Svelte devalue Denial-of-Service Vulnerability Due to Improper Input Validation in Typed Array Hydration

A denial-of-service vulnerability has been identified in the Svelte devalue library, specifically in versions 5.3.0 prior to 5.6.1. The issue arises in the `devalue.parse` function, which can be exploited by certain inputs to consume excessive CPU time and memory. This vulnerability is particularly concerning for applications that parse data from untrusted sources. The root cause lies in the typed array hydration process, which expects an ArrayBuffer as input but fails to validate this assumption before creating the typed array.

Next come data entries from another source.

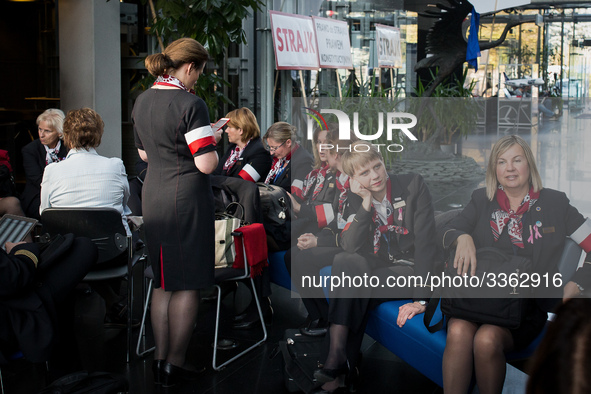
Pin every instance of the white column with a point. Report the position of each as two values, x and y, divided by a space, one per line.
90 64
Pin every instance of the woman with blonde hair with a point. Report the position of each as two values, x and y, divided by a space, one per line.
173 134
516 215
246 156
38 154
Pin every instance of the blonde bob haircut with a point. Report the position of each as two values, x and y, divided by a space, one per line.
83 129
500 147
359 154
54 118
281 132
243 118
329 140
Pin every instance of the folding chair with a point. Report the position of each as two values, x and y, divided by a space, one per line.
148 274
234 274
105 229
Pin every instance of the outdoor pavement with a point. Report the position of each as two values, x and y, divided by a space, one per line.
559 147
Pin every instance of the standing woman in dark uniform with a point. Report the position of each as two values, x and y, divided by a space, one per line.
173 134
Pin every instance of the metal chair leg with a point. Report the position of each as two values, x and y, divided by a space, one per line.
217 323
1 382
142 334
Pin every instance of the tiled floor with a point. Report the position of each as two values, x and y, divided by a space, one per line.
560 148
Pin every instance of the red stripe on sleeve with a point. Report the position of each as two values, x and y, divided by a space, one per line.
321 215
201 143
586 244
246 176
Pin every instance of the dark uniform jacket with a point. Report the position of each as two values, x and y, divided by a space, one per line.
418 218
253 165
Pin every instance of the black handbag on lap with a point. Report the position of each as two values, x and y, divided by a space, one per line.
495 298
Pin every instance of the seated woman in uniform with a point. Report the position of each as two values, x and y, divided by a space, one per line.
515 214
291 162
390 234
317 250
246 156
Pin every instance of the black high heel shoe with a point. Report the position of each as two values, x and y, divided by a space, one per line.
325 375
172 374
157 366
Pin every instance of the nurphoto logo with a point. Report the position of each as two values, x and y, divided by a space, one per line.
395 122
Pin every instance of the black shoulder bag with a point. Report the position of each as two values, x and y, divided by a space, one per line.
494 298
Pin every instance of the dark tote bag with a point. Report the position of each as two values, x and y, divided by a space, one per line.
501 305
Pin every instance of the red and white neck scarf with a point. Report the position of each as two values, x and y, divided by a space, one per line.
51 154
314 178
234 156
390 226
169 80
277 167
343 185
507 217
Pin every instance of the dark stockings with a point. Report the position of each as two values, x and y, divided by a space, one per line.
337 354
476 348
173 320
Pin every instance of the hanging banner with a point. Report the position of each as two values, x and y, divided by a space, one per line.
485 6
294 42
334 45
388 46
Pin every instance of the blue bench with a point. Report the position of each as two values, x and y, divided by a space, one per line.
413 343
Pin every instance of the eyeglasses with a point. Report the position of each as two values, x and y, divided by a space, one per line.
274 148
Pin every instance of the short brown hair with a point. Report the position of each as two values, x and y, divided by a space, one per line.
177 53
500 147
243 118
83 129
359 154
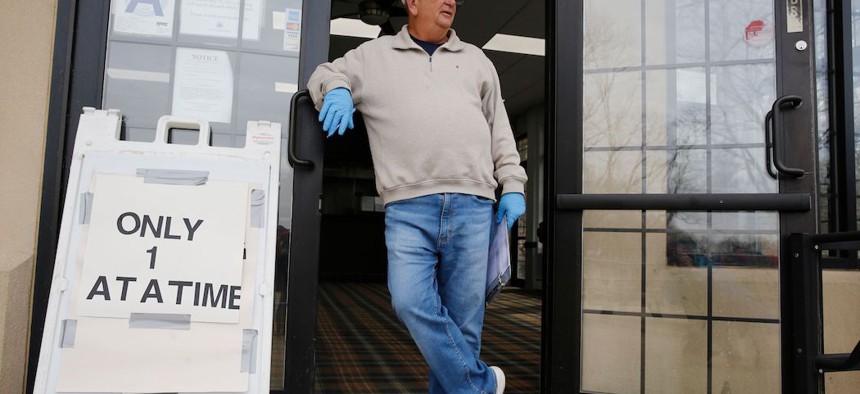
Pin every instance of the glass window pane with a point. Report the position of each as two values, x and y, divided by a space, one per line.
616 368
746 358
612 31
676 356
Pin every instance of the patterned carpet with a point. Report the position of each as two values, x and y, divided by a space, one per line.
363 348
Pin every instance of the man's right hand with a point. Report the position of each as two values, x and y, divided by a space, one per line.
336 112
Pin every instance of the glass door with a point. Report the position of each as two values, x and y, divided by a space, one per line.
683 134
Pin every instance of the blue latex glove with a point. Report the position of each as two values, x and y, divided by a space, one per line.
512 205
336 112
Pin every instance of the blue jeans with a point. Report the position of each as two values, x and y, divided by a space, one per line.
437 273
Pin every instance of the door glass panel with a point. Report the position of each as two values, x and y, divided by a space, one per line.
253 51
677 106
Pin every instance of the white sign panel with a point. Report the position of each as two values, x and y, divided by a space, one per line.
179 250
144 17
203 85
220 18
109 357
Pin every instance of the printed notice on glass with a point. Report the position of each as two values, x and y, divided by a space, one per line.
292 29
144 17
203 85
220 18
794 16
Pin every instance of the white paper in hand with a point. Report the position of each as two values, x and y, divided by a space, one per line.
499 261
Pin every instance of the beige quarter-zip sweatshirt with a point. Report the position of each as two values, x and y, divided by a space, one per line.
436 124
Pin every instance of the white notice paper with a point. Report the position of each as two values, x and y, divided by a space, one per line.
164 249
144 17
220 18
203 85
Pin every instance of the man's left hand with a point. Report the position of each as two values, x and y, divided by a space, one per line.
512 206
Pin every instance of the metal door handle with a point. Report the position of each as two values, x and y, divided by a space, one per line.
768 145
772 132
291 144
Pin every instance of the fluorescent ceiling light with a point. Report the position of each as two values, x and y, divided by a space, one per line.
516 44
353 28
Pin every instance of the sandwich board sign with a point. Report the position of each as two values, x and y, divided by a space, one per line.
163 278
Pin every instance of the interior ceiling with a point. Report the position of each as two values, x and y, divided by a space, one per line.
476 22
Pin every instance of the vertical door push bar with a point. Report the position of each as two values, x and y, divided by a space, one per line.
771 131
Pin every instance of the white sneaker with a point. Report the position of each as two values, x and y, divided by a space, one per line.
500 379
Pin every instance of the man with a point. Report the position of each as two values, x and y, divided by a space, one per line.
441 144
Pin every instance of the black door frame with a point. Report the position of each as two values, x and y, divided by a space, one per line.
796 201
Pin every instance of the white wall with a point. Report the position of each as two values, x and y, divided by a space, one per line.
27 31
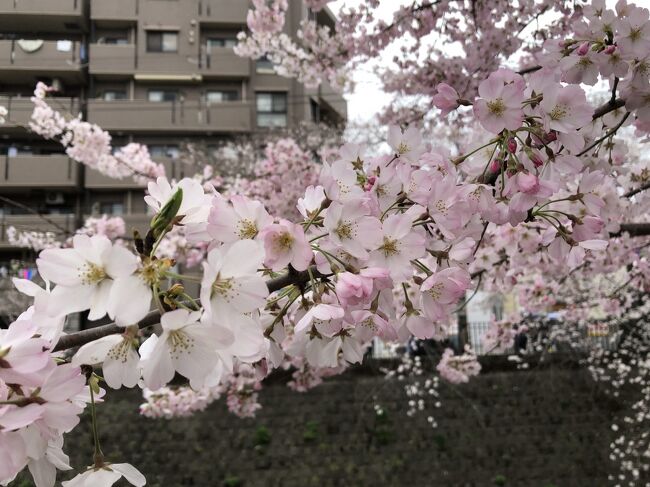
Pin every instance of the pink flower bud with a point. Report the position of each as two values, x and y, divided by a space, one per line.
583 49
550 137
527 183
512 145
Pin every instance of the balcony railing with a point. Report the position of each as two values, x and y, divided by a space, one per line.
61 225
112 58
20 108
334 99
222 61
39 7
223 11
51 56
140 115
43 171
121 59
114 9
96 180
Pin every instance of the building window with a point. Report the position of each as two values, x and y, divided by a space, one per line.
162 95
221 42
159 41
271 109
114 40
111 95
218 96
162 150
264 66
315 111
110 208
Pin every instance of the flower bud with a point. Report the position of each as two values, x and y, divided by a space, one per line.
512 145
583 49
167 213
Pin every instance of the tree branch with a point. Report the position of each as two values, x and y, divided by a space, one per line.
608 134
153 318
632 192
634 229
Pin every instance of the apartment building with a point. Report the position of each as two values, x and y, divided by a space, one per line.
158 72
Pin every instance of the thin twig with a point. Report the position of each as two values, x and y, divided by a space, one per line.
153 318
608 134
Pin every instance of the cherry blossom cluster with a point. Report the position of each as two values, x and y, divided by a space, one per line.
176 402
112 227
458 368
383 246
481 37
40 400
280 178
90 145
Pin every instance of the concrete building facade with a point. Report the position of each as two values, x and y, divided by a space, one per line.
158 72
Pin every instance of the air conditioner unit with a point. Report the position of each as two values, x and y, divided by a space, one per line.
54 198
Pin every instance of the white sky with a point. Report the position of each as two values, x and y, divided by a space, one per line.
368 98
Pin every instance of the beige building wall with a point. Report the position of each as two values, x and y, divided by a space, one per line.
98 53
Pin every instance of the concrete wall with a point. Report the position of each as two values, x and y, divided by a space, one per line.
533 428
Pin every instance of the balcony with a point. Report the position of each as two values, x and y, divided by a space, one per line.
60 225
20 109
27 15
114 11
43 171
334 99
112 59
222 61
138 222
97 180
223 12
57 58
145 116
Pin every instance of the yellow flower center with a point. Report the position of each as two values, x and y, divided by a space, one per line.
247 229
558 112
344 230
497 107
389 247
179 343
91 273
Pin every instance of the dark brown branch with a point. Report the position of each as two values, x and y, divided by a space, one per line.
32 211
153 318
608 134
634 229
610 106
632 192
531 69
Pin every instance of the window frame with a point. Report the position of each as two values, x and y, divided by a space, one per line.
275 111
153 47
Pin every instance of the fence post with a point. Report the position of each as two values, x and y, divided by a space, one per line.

As a result, specially crafted inputs can lead to disproportionate resource consumption, causing denial-of-service conditions.

Impact

Exploitation of this vulnerability can lead to significant memory exhaustion or CPU overload, causing denial-of-service conditions on the affected system.

Reproduction

The vulnerability can be reproduced by using `devalue.parse` with externally-supplied data that includes typed arrays with non-ArrayBuffer inputs. This can be done by crafting a JSON string that represents a typed array, such as 'Int8Array', and includes an invalid input type, like a number or an object, instead of a proper ArrayBuffer. When this crafted input is parsed, it will trigger the vulnerability by causing excessive resource consumption.

Remediation

Users are advised to upgrade to Svelte devalue version 5.6.2 or later, where this vulnerability has been patched.